Victim Participation at the International Criminal Court and the Extraordinary Chambers in the Courts of Cambodia: A Feminist Project?

2012 
Under the Rome Statute establishing the International Criminal Court (ICC), victims of the world’s most serious crimes were given unprecedented rights to participate in proceedings before the Court. Nearly a decade later, a similar scheme was established to allow victims to participate in proceedings before the Extraordinary Chambers in the Courts of Cambodia (ECCC), a court created to prosecute atrocities committed by Khmer Rouge leaders. Although there are some differences in how the schemes work at each of these tribunals, both allow victims to participate in criminal proceedings independent of their role as witnesses. Advocates of victim participation had high expectations that these new schemes would allow victims to tell their story in a way they were unable to do as victim-witnesses before the ad hoc International Criminal Tribunals for the former Yugoslav and Rwanda, where victims’ voices were often unheard or only partially heard because of the need to narrowly define what happened to them in line with the rules of evidence and the legal definition of the crimes with which the accused were charged.
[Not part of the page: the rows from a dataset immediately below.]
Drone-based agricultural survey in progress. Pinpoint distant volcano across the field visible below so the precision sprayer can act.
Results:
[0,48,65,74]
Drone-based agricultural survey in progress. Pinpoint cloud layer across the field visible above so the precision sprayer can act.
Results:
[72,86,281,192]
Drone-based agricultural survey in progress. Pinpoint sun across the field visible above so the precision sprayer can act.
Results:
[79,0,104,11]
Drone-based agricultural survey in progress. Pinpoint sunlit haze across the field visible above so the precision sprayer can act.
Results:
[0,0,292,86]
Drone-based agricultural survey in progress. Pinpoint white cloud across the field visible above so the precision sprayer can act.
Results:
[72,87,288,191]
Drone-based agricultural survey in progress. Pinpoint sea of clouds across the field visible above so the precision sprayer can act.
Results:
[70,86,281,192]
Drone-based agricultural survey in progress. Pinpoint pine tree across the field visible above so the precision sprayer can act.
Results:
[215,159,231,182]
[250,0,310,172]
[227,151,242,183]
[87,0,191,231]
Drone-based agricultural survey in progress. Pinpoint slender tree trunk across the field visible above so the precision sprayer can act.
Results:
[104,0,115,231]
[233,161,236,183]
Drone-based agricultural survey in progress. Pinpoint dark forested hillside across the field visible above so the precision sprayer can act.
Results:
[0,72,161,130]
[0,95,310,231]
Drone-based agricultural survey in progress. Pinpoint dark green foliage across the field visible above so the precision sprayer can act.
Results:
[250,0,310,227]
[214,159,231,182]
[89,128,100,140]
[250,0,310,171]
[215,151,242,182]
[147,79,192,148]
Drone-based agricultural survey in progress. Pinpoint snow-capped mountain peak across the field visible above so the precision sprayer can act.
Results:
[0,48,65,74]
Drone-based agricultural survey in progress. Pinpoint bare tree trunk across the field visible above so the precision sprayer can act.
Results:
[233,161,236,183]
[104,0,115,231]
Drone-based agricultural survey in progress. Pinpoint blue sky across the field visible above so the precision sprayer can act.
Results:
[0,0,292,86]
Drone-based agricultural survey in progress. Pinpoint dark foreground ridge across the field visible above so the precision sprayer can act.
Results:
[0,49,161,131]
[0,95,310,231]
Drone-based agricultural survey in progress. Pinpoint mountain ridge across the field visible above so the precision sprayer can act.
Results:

This paper explores whether this novel victim participation scheme, as implemented by the ICC and ECCC thus far, has actually allowed for greater recognition of victims’ voices and experiences than was possible in proceedings before their predecessor tribunals. The paper begins with a brief discussion of the significance of “visibility” as a feminist goal. From there, it describes the victim participation schemes at the ICC and ECCC and how victim participants, particularly survivors of gender-based violence, have fared under these schemes. Although the ICC and ECCC have only heard a limited number of cases, the history of participation before these tribunals thus far suggests that victim participants face some of the very same limitations victim-witnesses encountered at the ad hoc tribunals, particularly in cases against senior leaders and those most responsible for serious international crimes, the focus of ICC and ECCC prosecutions today. In the final section, the paper considers the implications of this conclusion on the feminist goal of visibility and, more generally, on the larger question of whether alternatives to direct participation in proceedings might be as, if not better, suited to achieve this goal.